In an epistemological sense (what can we learn?), it means something. You gain knowledge conditional on the untested premises being true. Since (at least until now) we cannot prove every edifice of reality, all our knowledge will be necessarily conditional. We will never get to the "truth".

Answer 14

I think that examples involving marbles or coins or height-measuring can be fine for practicing the math, but they aren't good for building intuition. College students like to question society, right? How about using a political example?

Say a political candidate ran a campaign promising that some policy will help the economy. She was elected, she got the policy enacted, and 2 years later, the economy is booming. She's up for re-election, and claims that her policy is the reason for everyone's prosperity. Should you re-elect her?

The thoughtful citizen should say "well, it's true that the economy is doing well, but can we really attribute that to your policy?" To truly answer this, we must consider the question "would the economy have done well in the last 2 years without it?" If the answer is yes (e.g. the economy is booming because of some new unrelated technological development) then we reject the politician's explanation of the data.

That is, to examine one hypothesis (policy helped the economy), we must build a model of the world where that hypothesis is null (the policy was never enacted).

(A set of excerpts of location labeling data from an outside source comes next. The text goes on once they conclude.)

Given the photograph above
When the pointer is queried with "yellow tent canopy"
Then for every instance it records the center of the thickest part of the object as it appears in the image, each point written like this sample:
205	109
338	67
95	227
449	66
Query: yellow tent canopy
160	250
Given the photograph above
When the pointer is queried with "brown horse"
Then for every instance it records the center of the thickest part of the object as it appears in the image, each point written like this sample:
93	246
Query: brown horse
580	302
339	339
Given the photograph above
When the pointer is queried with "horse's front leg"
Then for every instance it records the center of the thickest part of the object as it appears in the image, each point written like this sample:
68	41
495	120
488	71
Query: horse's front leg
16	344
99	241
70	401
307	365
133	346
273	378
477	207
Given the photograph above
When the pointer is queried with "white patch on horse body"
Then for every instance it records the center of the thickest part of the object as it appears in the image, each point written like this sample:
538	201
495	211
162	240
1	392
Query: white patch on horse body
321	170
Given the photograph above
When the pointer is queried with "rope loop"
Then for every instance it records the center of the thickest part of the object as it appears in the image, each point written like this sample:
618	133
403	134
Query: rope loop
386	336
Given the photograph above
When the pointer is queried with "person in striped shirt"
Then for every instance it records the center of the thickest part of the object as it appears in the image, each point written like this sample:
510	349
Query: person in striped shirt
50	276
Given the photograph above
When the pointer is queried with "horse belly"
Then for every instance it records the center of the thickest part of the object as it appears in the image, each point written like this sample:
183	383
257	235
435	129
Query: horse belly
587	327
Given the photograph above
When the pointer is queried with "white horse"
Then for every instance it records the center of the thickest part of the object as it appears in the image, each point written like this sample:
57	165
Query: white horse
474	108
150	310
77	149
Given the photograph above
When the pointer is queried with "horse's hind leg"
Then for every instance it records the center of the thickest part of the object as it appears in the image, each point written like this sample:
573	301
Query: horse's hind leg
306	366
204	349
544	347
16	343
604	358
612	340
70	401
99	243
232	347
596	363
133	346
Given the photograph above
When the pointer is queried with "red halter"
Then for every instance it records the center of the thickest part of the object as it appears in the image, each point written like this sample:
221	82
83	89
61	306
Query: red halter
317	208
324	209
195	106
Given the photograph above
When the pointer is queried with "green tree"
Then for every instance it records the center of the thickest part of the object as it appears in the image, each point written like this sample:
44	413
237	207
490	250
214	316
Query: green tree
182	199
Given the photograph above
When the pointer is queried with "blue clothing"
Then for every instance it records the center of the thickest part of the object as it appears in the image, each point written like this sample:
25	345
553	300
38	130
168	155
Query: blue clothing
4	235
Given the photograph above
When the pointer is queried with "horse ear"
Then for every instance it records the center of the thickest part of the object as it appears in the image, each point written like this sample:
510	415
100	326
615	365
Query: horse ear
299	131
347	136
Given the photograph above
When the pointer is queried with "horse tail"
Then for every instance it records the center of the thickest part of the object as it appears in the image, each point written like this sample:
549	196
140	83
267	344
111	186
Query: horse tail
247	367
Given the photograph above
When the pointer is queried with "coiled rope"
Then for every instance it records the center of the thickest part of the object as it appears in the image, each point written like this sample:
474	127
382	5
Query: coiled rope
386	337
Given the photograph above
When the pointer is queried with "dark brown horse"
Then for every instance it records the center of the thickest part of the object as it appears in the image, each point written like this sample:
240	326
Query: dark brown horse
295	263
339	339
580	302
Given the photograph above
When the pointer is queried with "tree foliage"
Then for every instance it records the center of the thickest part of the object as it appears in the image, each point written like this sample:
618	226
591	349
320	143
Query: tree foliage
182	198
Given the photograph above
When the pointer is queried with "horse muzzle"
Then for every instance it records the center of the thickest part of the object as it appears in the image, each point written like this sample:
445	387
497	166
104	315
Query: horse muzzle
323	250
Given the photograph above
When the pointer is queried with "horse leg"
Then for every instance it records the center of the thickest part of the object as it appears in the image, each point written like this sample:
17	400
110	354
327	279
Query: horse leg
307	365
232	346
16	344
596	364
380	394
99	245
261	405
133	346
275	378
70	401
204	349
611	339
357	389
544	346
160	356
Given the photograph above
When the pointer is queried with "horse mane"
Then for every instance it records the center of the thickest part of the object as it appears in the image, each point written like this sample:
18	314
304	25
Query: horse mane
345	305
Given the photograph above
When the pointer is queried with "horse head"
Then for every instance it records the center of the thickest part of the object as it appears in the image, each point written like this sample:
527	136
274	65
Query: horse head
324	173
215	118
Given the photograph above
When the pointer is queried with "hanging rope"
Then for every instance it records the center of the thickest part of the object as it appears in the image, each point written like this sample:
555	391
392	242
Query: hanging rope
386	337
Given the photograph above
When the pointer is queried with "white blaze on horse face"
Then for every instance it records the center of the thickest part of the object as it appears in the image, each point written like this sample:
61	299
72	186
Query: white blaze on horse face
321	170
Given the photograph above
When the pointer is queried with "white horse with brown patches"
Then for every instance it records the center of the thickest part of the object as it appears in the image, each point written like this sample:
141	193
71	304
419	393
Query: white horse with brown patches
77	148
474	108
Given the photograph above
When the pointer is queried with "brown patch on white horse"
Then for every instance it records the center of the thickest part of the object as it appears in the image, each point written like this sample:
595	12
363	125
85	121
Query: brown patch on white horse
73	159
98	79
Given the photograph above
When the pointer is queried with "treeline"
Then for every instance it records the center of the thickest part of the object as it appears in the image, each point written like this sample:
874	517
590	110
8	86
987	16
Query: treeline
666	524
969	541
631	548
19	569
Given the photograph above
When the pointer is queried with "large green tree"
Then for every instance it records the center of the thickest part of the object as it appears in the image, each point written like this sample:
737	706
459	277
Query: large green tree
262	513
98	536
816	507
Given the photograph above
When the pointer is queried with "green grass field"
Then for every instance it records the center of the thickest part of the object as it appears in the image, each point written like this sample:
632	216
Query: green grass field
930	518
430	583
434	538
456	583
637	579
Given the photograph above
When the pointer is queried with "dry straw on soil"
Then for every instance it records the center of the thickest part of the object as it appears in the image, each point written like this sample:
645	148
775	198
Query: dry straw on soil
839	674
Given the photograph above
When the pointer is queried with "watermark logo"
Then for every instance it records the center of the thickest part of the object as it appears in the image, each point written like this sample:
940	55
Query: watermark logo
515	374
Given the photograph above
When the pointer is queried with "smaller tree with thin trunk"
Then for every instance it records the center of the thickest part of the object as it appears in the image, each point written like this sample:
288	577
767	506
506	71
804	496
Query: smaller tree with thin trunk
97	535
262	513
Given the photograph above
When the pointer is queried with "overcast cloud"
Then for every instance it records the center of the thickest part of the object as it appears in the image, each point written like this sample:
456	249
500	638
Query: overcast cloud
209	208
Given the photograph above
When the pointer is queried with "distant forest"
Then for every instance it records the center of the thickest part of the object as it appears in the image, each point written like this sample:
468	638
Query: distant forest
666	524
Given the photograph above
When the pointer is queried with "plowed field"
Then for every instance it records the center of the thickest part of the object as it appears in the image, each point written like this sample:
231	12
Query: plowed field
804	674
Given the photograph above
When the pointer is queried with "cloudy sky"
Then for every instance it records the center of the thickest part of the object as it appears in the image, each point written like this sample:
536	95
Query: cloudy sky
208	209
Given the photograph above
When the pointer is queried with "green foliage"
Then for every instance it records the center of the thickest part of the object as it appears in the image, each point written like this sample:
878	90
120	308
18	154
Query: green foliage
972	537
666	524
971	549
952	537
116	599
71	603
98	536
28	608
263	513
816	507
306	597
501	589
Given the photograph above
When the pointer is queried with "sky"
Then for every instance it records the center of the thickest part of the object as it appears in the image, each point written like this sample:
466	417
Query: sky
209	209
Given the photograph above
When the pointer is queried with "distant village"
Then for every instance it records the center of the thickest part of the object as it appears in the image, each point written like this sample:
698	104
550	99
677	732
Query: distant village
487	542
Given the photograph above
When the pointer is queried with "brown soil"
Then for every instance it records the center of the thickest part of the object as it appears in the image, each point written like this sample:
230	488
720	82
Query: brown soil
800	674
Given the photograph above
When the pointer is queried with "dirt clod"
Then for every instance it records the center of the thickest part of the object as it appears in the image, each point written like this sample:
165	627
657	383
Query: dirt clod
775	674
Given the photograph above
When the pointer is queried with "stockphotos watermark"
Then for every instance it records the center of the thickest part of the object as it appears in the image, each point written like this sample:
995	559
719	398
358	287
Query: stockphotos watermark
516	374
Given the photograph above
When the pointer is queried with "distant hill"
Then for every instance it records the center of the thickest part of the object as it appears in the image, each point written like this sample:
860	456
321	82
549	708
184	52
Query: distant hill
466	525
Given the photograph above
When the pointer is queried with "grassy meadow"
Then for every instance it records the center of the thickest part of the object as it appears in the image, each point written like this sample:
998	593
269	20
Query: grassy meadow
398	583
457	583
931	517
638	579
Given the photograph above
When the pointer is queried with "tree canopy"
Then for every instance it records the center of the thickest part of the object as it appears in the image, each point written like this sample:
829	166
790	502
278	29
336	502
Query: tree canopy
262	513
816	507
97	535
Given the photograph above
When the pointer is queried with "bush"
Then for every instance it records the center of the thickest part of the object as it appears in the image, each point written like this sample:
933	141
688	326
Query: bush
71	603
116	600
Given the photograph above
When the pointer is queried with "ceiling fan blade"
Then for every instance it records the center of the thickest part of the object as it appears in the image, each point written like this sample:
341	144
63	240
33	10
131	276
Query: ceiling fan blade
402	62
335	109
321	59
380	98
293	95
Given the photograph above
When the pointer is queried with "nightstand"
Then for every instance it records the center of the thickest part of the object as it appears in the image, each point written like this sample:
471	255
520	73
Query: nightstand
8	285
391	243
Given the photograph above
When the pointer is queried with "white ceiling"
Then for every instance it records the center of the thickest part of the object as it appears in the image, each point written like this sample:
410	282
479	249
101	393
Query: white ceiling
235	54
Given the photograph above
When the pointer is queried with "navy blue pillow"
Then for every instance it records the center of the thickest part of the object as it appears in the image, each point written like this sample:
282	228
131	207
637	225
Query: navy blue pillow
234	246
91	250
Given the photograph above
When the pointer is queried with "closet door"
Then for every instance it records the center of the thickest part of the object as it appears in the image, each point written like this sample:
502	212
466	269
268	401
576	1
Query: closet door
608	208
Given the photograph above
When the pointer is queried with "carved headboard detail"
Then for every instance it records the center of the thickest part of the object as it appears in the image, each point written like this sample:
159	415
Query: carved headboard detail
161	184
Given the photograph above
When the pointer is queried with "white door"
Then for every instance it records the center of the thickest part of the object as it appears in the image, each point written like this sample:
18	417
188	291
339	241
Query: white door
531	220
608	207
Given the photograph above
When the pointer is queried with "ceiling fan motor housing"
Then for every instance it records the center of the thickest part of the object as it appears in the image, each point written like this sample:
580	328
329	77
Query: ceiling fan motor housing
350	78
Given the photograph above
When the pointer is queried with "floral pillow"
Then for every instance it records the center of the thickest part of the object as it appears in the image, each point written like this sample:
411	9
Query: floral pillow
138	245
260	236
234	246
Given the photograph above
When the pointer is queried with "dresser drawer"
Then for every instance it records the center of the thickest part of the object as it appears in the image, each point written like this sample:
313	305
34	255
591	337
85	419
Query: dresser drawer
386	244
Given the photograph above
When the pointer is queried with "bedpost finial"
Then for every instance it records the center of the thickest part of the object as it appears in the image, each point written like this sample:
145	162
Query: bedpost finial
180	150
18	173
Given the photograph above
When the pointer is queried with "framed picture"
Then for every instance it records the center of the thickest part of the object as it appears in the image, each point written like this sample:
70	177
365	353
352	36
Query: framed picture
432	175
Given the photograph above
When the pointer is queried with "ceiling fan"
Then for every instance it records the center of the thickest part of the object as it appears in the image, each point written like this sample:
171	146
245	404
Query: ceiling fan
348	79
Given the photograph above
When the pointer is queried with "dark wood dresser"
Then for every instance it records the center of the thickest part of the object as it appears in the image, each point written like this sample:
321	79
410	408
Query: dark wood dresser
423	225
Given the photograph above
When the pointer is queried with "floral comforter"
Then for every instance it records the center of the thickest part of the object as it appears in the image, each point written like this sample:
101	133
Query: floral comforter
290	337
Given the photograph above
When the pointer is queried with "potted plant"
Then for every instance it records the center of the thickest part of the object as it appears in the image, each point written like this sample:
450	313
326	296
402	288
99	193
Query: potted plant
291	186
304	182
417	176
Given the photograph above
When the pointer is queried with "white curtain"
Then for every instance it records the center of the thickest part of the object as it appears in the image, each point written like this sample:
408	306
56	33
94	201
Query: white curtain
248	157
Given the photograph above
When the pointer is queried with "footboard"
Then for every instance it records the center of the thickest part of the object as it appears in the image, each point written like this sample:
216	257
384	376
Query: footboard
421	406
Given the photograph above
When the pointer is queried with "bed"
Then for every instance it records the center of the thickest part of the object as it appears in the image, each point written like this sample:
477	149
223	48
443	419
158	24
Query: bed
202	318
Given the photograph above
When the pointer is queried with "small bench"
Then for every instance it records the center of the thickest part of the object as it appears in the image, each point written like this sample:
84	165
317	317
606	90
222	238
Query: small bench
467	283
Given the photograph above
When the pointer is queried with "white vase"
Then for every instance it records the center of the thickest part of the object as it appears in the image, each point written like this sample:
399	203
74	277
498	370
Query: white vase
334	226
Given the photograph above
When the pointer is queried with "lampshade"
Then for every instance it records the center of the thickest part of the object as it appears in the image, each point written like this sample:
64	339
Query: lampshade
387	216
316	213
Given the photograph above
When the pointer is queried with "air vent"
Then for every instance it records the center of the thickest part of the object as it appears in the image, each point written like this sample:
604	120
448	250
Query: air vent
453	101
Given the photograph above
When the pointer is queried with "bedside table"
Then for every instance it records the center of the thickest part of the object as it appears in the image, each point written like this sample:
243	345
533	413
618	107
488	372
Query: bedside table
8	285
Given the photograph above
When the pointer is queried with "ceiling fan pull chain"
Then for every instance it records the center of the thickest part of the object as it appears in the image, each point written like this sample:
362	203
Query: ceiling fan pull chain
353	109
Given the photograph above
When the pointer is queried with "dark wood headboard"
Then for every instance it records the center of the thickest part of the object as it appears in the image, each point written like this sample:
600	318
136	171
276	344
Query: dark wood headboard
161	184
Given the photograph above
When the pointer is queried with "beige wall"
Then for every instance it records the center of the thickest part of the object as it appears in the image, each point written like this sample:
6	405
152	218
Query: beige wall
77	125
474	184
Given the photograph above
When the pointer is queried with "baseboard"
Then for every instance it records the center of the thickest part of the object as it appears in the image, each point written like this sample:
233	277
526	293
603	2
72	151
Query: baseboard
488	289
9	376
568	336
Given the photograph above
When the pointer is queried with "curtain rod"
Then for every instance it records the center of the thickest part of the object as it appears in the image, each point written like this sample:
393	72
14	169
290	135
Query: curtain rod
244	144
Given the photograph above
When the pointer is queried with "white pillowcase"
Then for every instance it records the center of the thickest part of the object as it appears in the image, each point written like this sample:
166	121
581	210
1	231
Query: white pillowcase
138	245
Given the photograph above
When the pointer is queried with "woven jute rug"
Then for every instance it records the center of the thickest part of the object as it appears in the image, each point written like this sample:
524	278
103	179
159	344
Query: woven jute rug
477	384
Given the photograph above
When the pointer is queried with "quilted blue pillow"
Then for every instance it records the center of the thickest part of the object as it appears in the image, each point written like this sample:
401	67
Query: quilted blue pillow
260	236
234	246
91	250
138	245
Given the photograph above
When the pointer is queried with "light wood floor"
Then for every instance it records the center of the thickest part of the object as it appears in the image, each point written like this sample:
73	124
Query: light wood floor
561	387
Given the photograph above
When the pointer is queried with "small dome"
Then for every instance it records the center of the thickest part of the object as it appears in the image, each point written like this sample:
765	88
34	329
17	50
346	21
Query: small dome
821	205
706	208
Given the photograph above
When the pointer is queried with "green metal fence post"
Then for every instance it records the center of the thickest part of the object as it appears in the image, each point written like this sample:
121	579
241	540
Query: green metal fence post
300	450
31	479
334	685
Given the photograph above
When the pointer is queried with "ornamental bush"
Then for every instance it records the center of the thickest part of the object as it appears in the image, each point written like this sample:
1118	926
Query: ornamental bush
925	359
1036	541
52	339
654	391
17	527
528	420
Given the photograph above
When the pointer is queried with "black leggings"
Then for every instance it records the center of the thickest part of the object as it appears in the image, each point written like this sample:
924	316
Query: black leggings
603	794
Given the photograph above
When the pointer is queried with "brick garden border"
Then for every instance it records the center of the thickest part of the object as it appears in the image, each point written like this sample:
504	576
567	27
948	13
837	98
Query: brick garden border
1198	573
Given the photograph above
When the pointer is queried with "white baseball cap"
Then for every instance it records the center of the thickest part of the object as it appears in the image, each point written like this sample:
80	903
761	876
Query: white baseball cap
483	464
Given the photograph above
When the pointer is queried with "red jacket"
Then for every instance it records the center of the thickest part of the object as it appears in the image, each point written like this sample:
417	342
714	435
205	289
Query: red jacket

We then make a prediction under that model. We call the probability of observing this data in that alternate world the p-value. If the p-value is too high, then we aren't convinced by the hypothesis--the policy made no difference. If the p-value is low then we trust the hypothesis--the policy was essential.

Answer 15

The p-value isnt as mysterious as most analysts make it out to be. It is a way of not having to calculate the confidence interval for a t-test but simply determining the confidence level with which null hypothesis can be rejected.

ILLUSTRATION. You run a test. The p-value comes up as 0.1866 for Q-variable, 0.0023 for R-variable. (These are expressed in %).

If you are testing at a 95% confidence level to reject the null hypo;

for Q: 100-18.66= 81.34%

for R: 100-0.23= 99.77%.

At a 95% confidence level, Q gives an 81.34% confidence to reject. This falls below 95% and is unacceptable. ACCEPT NULL.

R gives a 99.77% confidence to reject null. Clearly above the desired 95%. We thus reject the null.

I just illustrated the reading of the p-value through a 'reverse way' of measuring it up to the confidence level at which we reject the null hypo.